Do nascimento em uma comunidade remota à presidência da Cooperativa Central Aurora Alimentos (Aurora Coop), terceiro maior conglomerado agroindustrial brasileiro de proteína animal. Esta é a síntese da trajetória de 70 anos que Neivor Canton completará em agosto – uma caminhada que, como toda boa história de superação e conquistas, avançou passo a passo impulsionada pelo desejo de realização e por muito trabalho.

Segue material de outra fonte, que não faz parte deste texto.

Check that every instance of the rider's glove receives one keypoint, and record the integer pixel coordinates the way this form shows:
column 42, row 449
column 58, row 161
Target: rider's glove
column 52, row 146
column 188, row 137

Tudo começou em Ipumirim, hoje município com 8 mil habitantes, mas ainda pertencente a Concórdia naquele ano de 1954. Neivor nasceu como o oitavo filho de João e Ermida, casal de agricultores que chegara da região de Encantado (RS). A família ganharia ainda mais três filhos e contribuiria fortemente para o desenvolvimento do pequeno núcleo populacional. Como um dos mais jovens, Neivor dispôs de mais oportunidades para se dedicar aos estudos, embora tenha sempre ajudado na roça e na criação de animais ao longo da infância e da adolescência.
A atuação como coroinha o levou a se tornar “comentarista de missa”. “Naquele momento em que as missas deixavam de ser rezadas em latim, tornou-se comum ter alguém no púlpito para explicar o significado das passagens”, ele descreve. A desenvoltura do rapaz chamou a atenção do dono de um escritório de contabilidade local, que estava à procura de um office-boy.
Foi assim que Neivor começou no primeiro emprego, aos 14 anos. O patrão era Odacir Zonta, que estava com apenas 23 anos e se tornaria conhecido pela carreira política. Enquanto fazia o curso técnico em contabilidade, Neivor teve as responsabilidades ampliadas e passou a se relacionar com os principais empresários locais. Essa rede de contatos o levou ao envolvimento com a política: tornou-se vice-prefeito e, depois, prefeito.
Neivor fez o curso de Letras em Palmas (PR) antes de se formar também em Direito pela Universidade do Oeste de Santa Catarina (Unoesc), em Joaçaba, com especialização posterior em Direito Tributário e em Direito Administrativo. Exerceria a profissão por poucos anos, contudo.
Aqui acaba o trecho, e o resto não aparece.